UCLA Writing Programs, which handles the teaching of composition at that university, established a committee last year that studied the amount of writing students were doing in their core "general education" courses. In its report, the committee summarized the consensus of those who have thought seriously about the role of writing in education: "Unless we deliberately integrate writing practice into the curriculum at an early stage and consider writing as inseparable from cognitive processes generally--from thinking itself--we fail to adequately educate our students."
'Fruitless for Everyone'
How, then, are our colleges and universities doing in terms of this basic responsibility? Most of them are, to borrow the language of the committee, failing to educate their students adequately. The picture at UCLA is summarized in the report: "Those teaching upper-division courses complain that their students can't write, can't adequately develop, contextualize and interrelate concepts on paper and therefore, given the existing constraints on their time, faculty members often conclude that assigning papers is fruitless for everyone. Thus it is not surprising to hear graduating seniors say they never had to write an essay after English 3." English 3 is the basic composition course.

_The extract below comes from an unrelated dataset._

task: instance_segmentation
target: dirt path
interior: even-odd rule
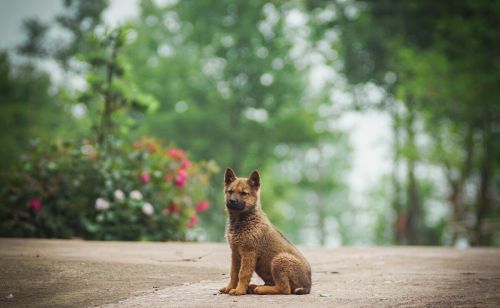
[[[312,294],[232,297],[225,244],[0,239],[0,306],[500,306],[500,249],[301,250]]]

UCLA is not unusual in this respect. UC Berkeley conducted a survey in 1984 which revealed that only about 25% of their undergraduate courses required "a substantial amount of writing or rewriting" (5,000 words for the quarter was considered substantial). Barbara Davis, director of the Office of Educational Development at Berkeley, reports that "there has been a longstanding concern about the quality of writing on the campus."

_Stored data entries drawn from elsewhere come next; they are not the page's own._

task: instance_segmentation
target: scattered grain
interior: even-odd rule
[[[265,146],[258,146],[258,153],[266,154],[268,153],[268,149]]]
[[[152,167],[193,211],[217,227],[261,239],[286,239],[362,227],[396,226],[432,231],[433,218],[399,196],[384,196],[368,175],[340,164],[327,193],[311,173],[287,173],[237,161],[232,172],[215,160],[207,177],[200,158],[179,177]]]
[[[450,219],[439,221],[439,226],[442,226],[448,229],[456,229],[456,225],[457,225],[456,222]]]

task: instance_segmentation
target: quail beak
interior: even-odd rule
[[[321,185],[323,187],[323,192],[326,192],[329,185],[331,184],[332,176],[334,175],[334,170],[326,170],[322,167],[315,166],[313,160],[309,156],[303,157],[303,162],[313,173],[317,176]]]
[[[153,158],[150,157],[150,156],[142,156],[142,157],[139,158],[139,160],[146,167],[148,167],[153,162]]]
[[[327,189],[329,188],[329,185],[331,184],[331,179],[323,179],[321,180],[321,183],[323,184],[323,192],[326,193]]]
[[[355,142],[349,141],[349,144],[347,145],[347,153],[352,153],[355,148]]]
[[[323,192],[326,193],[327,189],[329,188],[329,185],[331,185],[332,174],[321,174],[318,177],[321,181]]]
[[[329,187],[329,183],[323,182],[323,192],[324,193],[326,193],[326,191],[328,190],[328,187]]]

Betty Cain and Charles Cooper of UC San Diego have studied the amount and kind of writing done by undergraduate students at UCSD's Third College. Instead of asking instructors how much writing was assigned, they had students keep detailed logs of the writing they did. They studied a group of freshmen in 1981-82 and sophomores in 1983-84. They found that in both years more than half of the instructors assigned no writing. Of those who did, only a small proportion assigned extended essays and "only four research reports were assigned in 122 classes."
The authors conclude that these results "suggest a limited, if not impoverished, academic writing experience for most . . . sophomores."
The writing crisis pervades our system of higher education. Susan Obler, who teaches English at Rio Hondo College in Whittier, recently completed her Ph.D. dissertation, reporting the results of her study of writing in community colleges. She surveyed 304 faculty members at four community colleges in California and conducted extensive follow-up interviews with 20 randomly chosen respondents.
'Not a Mode of Learning'
She concluded that at those colleges she studied "writing was not a mode of learning, a vehicle for interacting with facts and concepts or a way of discovering meaning; in short, writing was not a basic skill. To some extent, writing was considered a frill like a field trip: something special, a nice thing to have, but not something the system can really afford on a regular basis. What this situation may be communicating to students is that in the college enterprise, writing is not very important."
That's the bad news. The good news is that those who have done the research I've cited here, and many others, are working to correct this conspicuous failure of our colleges and universities.